Restaurant information
- Established: 1911; 115 years ago
- Location: 3216 W. North Ave., Chicago, Illinois, 60647
- Coordinates: 41°54′38″N 87°42′27″W﻿ / ﻿41.9104501°N 87.7075383°W

= Roeser's Bakery =

Bakeries of the United States

Roeser's Bakery is a bakery at 3216 W. North Ave. in Chicago, Illinois. It is credited as being the oldest family-owned bakery in Chicago.

== History ==
John Roeser Sr. arrived in the United States from Germany in 1905 and settled in Humboldt Park, a neighborhood in Chicago, Illinois. In 1911, John opened Roeser's Bakery in downtown Chicago. In 1936, John Sr. handed down the bakery to his son, John Roeser Jr. and his wife Barbara. Years later, in the 1970s, Roeser's Bakery was handed down to John Roeser III and his wife, Deb. Over time, the bakery's clientele shifted from German and Scandinavian immigrants to Russian Jewish, Ukrainian, and Polish residents, followed by Puerto Rican residents beginning in the 1960s.

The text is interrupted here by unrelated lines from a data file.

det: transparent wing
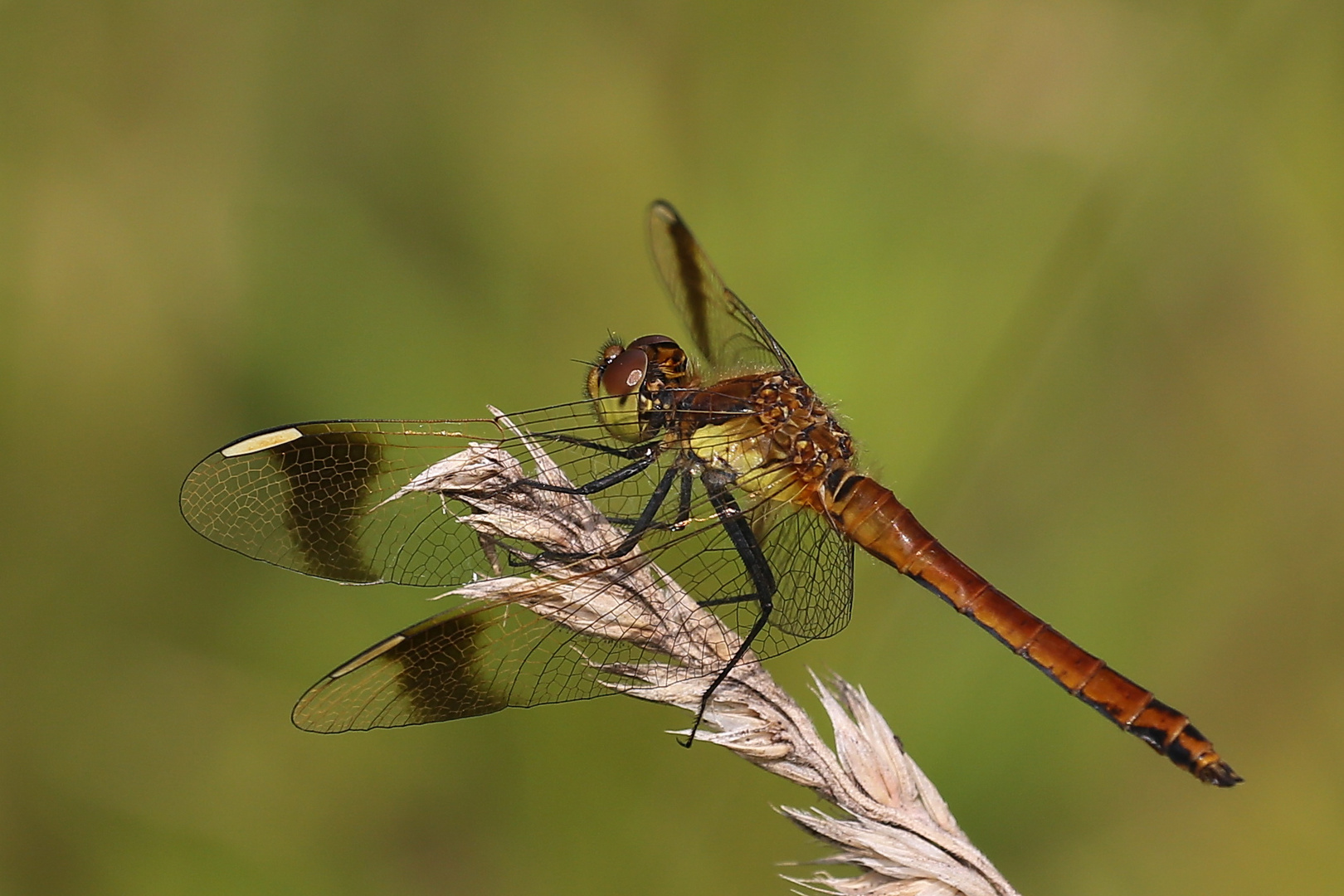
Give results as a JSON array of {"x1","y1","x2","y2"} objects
[
  {"x1": 293, "y1": 467, "x2": 854, "y2": 733},
  {"x1": 180, "y1": 402, "x2": 664, "y2": 587},
  {"x1": 649, "y1": 200, "x2": 798, "y2": 379}
]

When John Roeser III took over the bakery, Humboldt Park still had a lot of crimes. John III knew how to draw many different gang signs because the gangs paid a lot of money to have custom cakes. Roeser's Bakery was a neutral space in the neighborhood even when crimes happened. John Roeser III believed that as long as he treated people with respect, they will do the same back.

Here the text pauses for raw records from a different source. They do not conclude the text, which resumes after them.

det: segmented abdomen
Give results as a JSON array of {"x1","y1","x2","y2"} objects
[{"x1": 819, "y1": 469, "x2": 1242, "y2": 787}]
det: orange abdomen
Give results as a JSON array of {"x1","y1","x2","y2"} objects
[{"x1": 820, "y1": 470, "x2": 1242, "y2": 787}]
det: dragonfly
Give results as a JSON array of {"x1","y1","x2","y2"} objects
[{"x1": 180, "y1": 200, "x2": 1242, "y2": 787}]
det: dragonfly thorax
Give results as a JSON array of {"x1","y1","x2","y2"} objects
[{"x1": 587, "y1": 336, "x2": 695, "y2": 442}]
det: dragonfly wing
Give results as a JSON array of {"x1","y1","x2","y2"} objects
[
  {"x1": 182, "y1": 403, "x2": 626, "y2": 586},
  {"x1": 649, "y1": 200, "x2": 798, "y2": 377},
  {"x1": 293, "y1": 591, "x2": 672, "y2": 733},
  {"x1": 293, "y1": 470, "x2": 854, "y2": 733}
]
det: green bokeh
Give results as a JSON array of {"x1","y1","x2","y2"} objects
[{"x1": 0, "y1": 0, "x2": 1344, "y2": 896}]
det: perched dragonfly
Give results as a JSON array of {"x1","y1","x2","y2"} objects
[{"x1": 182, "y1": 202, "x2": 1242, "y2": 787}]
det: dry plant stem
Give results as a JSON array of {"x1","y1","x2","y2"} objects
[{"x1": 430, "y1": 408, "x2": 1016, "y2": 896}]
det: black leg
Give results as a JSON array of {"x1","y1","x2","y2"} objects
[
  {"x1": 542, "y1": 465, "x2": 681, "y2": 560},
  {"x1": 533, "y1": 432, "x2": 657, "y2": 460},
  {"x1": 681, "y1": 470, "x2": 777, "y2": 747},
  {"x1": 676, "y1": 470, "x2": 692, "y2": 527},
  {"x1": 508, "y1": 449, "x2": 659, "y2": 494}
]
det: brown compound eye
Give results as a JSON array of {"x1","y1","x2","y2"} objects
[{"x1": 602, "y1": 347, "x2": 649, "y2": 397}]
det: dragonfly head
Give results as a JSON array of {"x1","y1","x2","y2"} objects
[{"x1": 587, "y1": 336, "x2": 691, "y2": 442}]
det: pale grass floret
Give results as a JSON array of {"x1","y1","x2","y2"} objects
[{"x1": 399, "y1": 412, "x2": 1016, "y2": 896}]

John Roeser IV started in the bakery at the age of ten. Just like every other owner before him, he started his work cleaning floors, washing dishes, and putting cakes in boxes. As he gains more experience, he will be allowed to decorate the cakes. By 2024, John Charles Roeser IV was the bakery's fourth-generation owner.

== In popular culture ==
Roeser's appeared in a first-season episode of the television series The Bear, in which Marcus visits the bakery.